SEJARAH
PERKEMBANGAN DAN KARAKTERISTIK FILSAFAT ABAD PERTENGAHAN
Makalah ini disusun
guna memenuhi tugas kelompok
Mata Kuliah: Filsafat
Umum
Dosen Pengampu: Mahmud
Nasir, S.Fil, M.Hum

Disusun Oleh :
1.
Mufrida Listiyana
2.
Muhamad Farhan Anis
3.
Nani Nur Setiawanti
4.
Zainal Abidin
Semester: 2 B
PROGRAM
STUDI PENDIDIKAN AGAMA ISLAM
JURUSAN
TARBIYAH
SEKOLAH
TINGGI AGAMA ISLAM NAHDLATUL ULAMA
PURWOREJO
2016
BAB
I
PENDAHULUAN
A.
Latar
Belakang
Tujuan studi filsafat adalah untuk
mengantarkan seseorang ke dalam dunia filsafat, sehingga minimal dia dapat
mengetahui apakah itu filsafat, maksud dan tujuannya. Selain itu, tujuan khusus
mempelajari filsafat adalah untuk menjadikan manusia berilmu. Dalam hal ini,
ahli filsafat dipandang sebagai orang yang ahli dalam bidang ilmu pengetahuan
(ilmuwan), yang selalu mencari kenyataan kebenaran dari semua problem pokok
keilmuan.
Filsafat sendiri dalam periodesasinya
dapat dibagi atas beberapa kurun waktu. Membatasi alam pikiran dengan waktu
tidaklah mudah. Ada yang membagi-bagi sejarah filsafat atas filsafat kuno,
filsafat abad pertengahan dan filsafat moderen. Yang dimaksud filsafat kuno
adalah filsafat Yunani.
Dan dibawah ini akan di bahas mengenai
periodesasi filsafat abad pertengahan.
B.
Rumusan
Masalah
1.
Bagaimanakah latar
belakang sejarah perkembanagan filsafat periode pertengahan?
2.
Bagaimanakah gerakan
patristik dan skolastik?
3.
Bagaimanakah masa
keemasan filsafat islam (golden age of islam) dan kemunduran filsafat
islam?
4.
Bagaimanakah
karakteristik filsafat abad pertengahan?
C. Tujuan
Penulisan
1. Mengetahui
latar belakang filsafat abad pertengahan.
2. Mengetahui
gerakan patristik dan skolastik.
3. Mengetahui
masa keemasan filsafat islam (golden age of islam) dan kemundurannya.
4. Mengetahui
karakteristik filsafat abad pertengahan.
BAB
II
PEMBAHASAN
A.
Latar
Belakang Sejarah Perkembangan Filsafat Periode Pertengahan
Secara harfiah nama filsafat berasal
dari bahasa Yunani filosofia, kata berangkai dari kata filein yang berarti cinta dan sofia
yang berarti kebijaksanaan. Jadi menurut namanya saja filosofia atau filsafat
berarti cinta kepada kebijaksanaan. Sedangkan secara istilah filsafat dapat
berarti ilmu yang mencari sebab yang sedalam-dalamnya bagi segala sesuatu yang
ada dan mungkin ada.[1]
Mengenai filsafat abad pertengahan masa
ini diawali dengan lahirnya filsafat Eropa. Sebagaimana halnya dengan filsafat
Yunani yang dipengaruhi oleh kepercayaan, maka filsafat atau pemikiran pada
abad pertengahan pun dipengaruhi oleh kepercayaan Kristen. Artinya, pemikiran
filsafat abad pertengahan didominasi oleh agama. Pemecahan persoalan selalu
didasarkan atas dogma agama, sehingga corak kefilsafatannya bersifat
teosentris.[2]
Filsafat Yunani mengalami kemegahan dan
kejayaan dengan hasil yang sangat gemilang, yaitu melahirkan peradaban Yunani.

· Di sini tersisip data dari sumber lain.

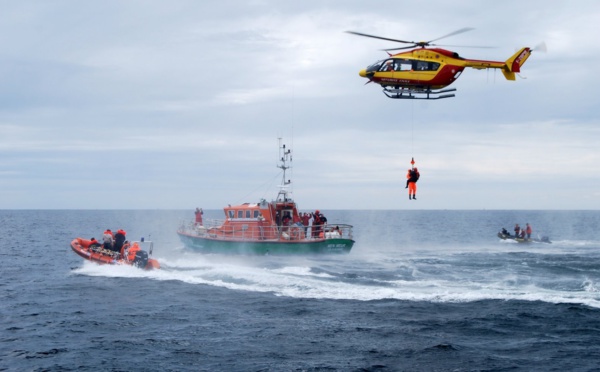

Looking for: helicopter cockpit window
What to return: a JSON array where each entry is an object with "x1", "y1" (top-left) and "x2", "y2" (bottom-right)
[
  {"x1": 379, "y1": 59, "x2": 394, "y2": 72},
  {"x1": 367, "y1": 61, "x2": 383, "y2": 72},
  {"x1": 416, "y1": 61, "x2": 429, "y2": 71},
  {"x1": 395, "y1": 59, "x2": 412, "y2": 71},
  {"x1": 416, "y1": 61, "x2": 440, "y2": 71}
]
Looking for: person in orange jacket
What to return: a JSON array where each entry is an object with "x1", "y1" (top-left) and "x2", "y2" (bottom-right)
[
  {"x1": 113, "y1": 229, "x2": 127, "y2": 252},
  {"x1": 405, "y1": 167, "x2": 421, "y2": 200},
  {"x1": 127, "y1": 242, "x2": 142, "y2": 262},
  {"x1": 525, "y1": 223, "x2": 533, "y2": 239}
]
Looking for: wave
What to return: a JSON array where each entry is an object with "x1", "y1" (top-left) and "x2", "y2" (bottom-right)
[{"x1": 73, "y1": 252, "x2": 600, "y2": 308}]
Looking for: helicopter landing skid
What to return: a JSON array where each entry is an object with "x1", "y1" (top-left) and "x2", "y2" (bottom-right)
[{"x1": 383, "y1": 87, "x2": 456, "y2": 99}]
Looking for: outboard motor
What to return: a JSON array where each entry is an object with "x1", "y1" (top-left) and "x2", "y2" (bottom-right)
[{"x1": 133, "y1": 251, "x2": 148, "y2": 269}]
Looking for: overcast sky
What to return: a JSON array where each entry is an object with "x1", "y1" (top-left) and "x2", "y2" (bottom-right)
[{"x1": 0, "y1": 0, "x2": 600, "y2": 210}]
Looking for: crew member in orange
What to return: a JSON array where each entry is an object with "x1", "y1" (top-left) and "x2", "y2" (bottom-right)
[
  {"x1": 113, "y1": 229, "x2": 127, "y2": 252},
  {"x1": 406, "y1": 167, "x2": 421, "y2": 200},
  {"x1": 127, "y1": 242, "x2": 142, "y2": 262},
  {"x1": 102, "y1": 229, "x2": 115, "y2": 251}
]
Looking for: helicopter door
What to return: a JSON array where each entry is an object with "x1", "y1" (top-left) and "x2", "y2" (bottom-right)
[{"x1": 394, "y1": 59, "x2": 413, "y2": 79}]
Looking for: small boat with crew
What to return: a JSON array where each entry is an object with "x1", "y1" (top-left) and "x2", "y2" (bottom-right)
[
  {"x1": 71, "y1": 238, "x2": 160, "y2": 270},
  {"x1": 498, "y1": 228, "x2": 552, "y2": 244},
  {"x1": 177, "y1": 139, "x2": 354, "y2": 255}
]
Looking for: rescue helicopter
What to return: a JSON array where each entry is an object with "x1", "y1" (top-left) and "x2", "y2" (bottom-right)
[{"x1": 346, "y1": 27, "x2": 543, "y2": 99}]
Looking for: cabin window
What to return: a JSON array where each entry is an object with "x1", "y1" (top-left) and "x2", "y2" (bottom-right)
[
  {"x1": 379, "y1": 59, "x2": 394, "y2": 72},
  {"x1": 394, "y1": 59, "x2": 412, "y2": 71},
  {"x1": 416, "y1": 61, "x2": 429, "y2": 71},
  {"x1": 367, "y1": 61, "x2": 383, "y2": 72},
  {"x1": 415, "y1": 61, "x2": 440, "y2": 71}
]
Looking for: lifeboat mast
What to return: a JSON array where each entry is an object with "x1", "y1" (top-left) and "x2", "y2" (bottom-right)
[{"x1": 277, "y1": 138, "x2": 294, "y2": 203}]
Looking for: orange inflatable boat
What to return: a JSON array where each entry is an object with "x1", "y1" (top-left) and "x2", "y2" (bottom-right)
[{"x1": 71, "y1": 238, "x2": 160, "y2": 270}]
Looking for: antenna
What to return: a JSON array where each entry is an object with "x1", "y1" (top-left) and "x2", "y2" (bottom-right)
[{"x1": 277, "y1": 138, "x2": 292, "y2": 202}]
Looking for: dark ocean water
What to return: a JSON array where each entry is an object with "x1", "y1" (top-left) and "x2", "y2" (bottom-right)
[{"x1": 0, "y1": 210, "x2": 600, "y2": 371}]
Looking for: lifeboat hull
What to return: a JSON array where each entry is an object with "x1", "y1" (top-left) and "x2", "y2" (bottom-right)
[
  {"x1": 177, "y1": 231, "x2": 354, "y2": 255},
  {"x1": 71, "y1": 238, "x2": 160, "y2": 270}
]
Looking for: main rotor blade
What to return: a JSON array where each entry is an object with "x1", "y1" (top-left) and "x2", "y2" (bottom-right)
[
  {"x1": 346, "y1": 31, "x2": 415, "y2": 44},
  {"x1": 431, "y1": 44, "x2": 497, "y2": 49},
  {"x1": 381, "y1": 45, "x2": 417, "y2": 52},
  {"x1": 428, "y1": 27, "x2": 474, "y2": 43}
]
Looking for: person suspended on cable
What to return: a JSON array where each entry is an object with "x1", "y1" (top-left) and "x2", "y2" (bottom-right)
[{"x1": 405, "y1": 167, "x2": 421, "y2": 200}]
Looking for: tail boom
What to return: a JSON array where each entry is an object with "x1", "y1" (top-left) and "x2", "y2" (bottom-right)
[{"x1": 465, "y1": 47, "x2": 531, "y2": 80}]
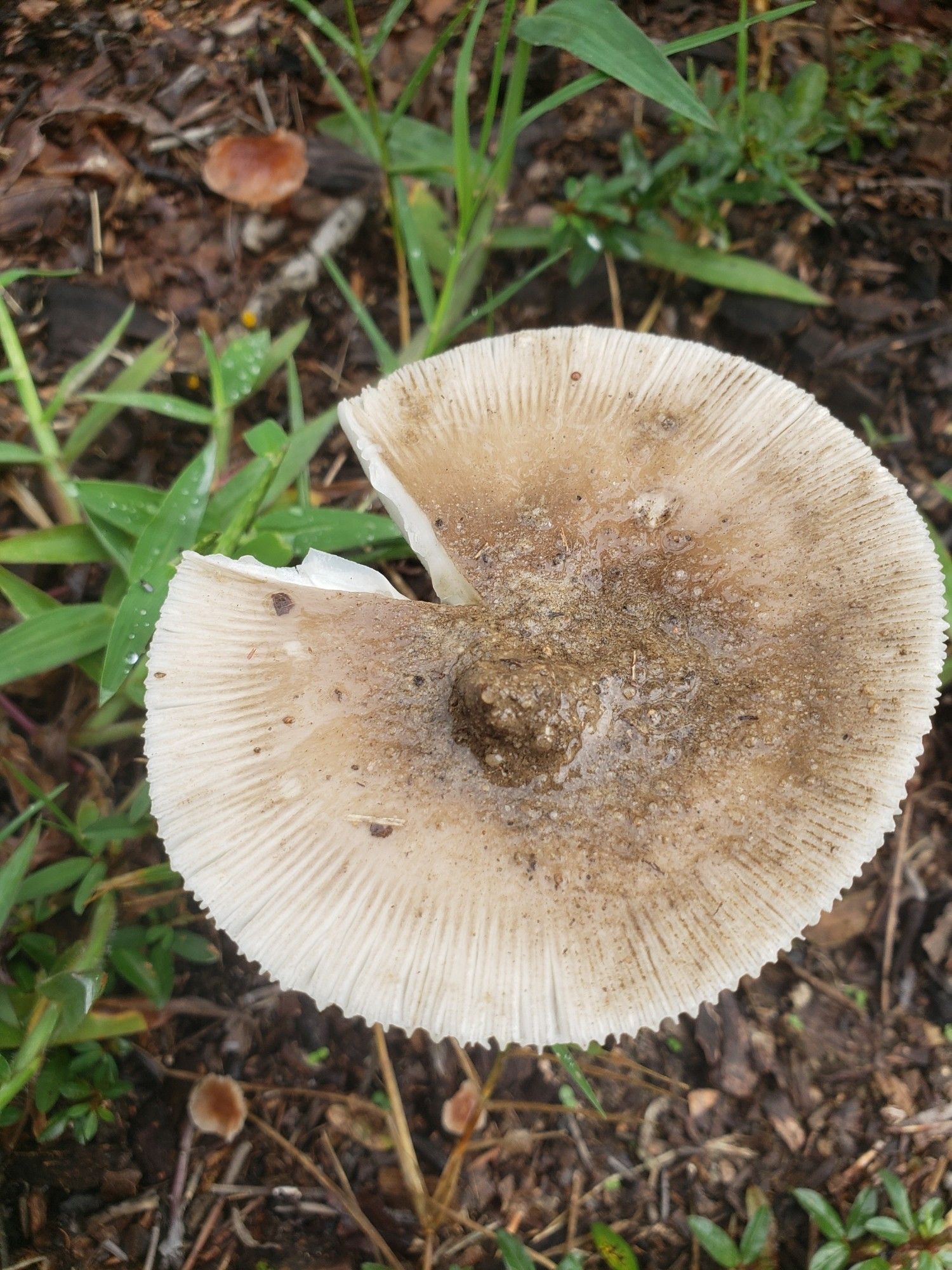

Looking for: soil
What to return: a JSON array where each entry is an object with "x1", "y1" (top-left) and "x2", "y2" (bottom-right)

Menurut pandangan sejarah filsafat, dikemukakan bahwa peradaban Yunani
merupakan titik tolak peradaban manusia di dunia.
Giliran selanjutnya adalah warisan
peradaban Yunani jatuh ke tangan kekuasaan Romawi. Kekuasaan Romawi
memperlihatkan kebesaran dan kekuasaannya hingga dataran Eropa (Britania),
tidak ketinggalan pula pemikiran filsafat Yunani juga ikut terbawa. Hal ini
berkat peran Caesar Agustus yang mencipta masa keemasan kesusastraan Latin,
kesenian, dan arsitektur Romawi.
Setelah filsafat Yunani sampai ke datara
Eropa, disana mendapatkan lahan baru untuk pertumbuhannya. Karena bersamaan
dengan agama Kristen, filsafat Yunani berintegrasi dengan agama Kristen,
sehingga membentuk suatu formulasi baru. Maka, muncullah filsafat Eropa yang
sesungguhnya sebagai penjelmaan filsafat Yunani setelah berintegrasi dengan
agama Kristen.
Di dalam masa pertumbuhan dan
perkembagan filsafat Eropa (kira-kira selama 5 abad) belum memunculkan ahli
pikir (filosof), akan tetapi setelah abad ke-6 Masehi, barulah muncul para ahli
pikir yang mengadakan penyelidikan filsafat. Jadi, filsafat Eropa lah yang
mengawali kelahiran filsafat abad pertengahan.
Selain itu pada tahun 529
sekolah-sekolah filsafat di Athena yang resmi mengajarkan aliran Yunani kuno
ditutup oleh kaisar Justinianus. Sejak itu harus dikatakan bahwa dengan resmi
ditutuplah sumber Yunani yang mengalirkan filsafat. Sebelum penutupan resmi ini
sebenarnya sudah tidak ada filusuf yang kenamaan. Jadi baik resmi maupun tidak
resmi boleh dikatakan sudah habislah zaman filsafat Yunani.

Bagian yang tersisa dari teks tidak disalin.